Moderna and Pfizer's vaccines are currently the only two COVID-19 vaccinations authorized for use by the Food and Drug Administration (FDA), but according to a Friday (Jan. 29) report from Johnson & Johnson, that may soon change. 

According to ABC News, the company announced Friday that its one-dose vaccine is 66% effective at preventing symptomatic disease and 85% effective against preventing severe illness. 

Johnson & Johnson explained that the vaccine's level of protection varies by region, with the vaccine demonstrating 66% effectiveness overall, 72% in the United States, 66% in Latin America and 57% in South Africa after four weeks.
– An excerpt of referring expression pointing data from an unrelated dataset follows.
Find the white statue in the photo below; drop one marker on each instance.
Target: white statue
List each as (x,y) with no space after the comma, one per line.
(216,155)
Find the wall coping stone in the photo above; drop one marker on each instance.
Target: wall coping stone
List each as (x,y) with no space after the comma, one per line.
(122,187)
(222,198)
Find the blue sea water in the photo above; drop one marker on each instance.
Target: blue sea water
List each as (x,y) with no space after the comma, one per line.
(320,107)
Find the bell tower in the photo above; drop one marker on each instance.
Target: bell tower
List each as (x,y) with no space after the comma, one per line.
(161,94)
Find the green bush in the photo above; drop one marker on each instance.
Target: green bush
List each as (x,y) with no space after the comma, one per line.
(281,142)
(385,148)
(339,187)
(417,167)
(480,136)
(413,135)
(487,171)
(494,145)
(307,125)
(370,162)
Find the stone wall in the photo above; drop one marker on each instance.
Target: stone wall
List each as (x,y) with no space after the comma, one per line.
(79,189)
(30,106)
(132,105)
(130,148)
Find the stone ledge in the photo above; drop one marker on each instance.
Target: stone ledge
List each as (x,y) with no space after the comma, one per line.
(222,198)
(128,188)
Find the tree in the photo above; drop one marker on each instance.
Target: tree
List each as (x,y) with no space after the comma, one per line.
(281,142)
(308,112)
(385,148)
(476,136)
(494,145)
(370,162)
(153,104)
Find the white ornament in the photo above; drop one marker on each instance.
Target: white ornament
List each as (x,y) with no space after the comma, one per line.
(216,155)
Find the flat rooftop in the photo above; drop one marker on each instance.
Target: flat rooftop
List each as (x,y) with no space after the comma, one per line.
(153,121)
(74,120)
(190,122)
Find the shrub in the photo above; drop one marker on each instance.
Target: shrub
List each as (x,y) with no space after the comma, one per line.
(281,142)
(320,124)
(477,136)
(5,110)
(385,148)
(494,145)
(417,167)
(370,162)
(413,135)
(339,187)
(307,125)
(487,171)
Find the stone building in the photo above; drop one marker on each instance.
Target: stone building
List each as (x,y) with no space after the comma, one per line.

According to the company, the vaccine was 85% effective in preventing severe disease four weeks after vaccination in all adults. Johnson & Johnson also says its vaccine offered complete protection against COVID-related hospitalizations four weeks after vaccination.

“We’re proud to have reached this critical milestone and our commitment to address this global health crisis continues with urgency for everyone, everywhere,” CEO Alex Gorsky said in a statement.

The vaccine test results were based on 468 confirmed COVID-19 infections among the phase three trial’s more than 43,000 volunteers, Johnson & Johnson says. The company added that the trial includes those infected with B.1.351, which is a new, highly contagious strain found in South Africa.

Johnson and Johnson's vaccine differs from Pfizer’s and Moderna’s, which require two doses given about three to four weeks apart. Johnson & Johnson’s requires only one dose, and the company says it can be shipped at between 2 to 8 degrees Celsius/ 36 to 46 degrees Fahrenheit.

This is yet another difference as Pfizer’s vaccine needs to be stored in ultra cold freezers that keep it between negative 80 and negative 60 degrees Celsius, or between negative 112 and negative 76 degrees Fahrenheit. Moderna’s vaccines, likewise, must be shipped at between negative 25 and negative 15 degrees Celsius, or negative 13 and 5 degrees Fahrenheit.

The company is now planning studies in children and pregnant women to ensure the vaccine is also safe and effective for those groups.

If authorized, the Johnson & Johnson vaccine would help ease a strained vaccine supply.

The company said it's capable of delivering 100 million doses to the U.S. by June, if the FDA grants approval to do so.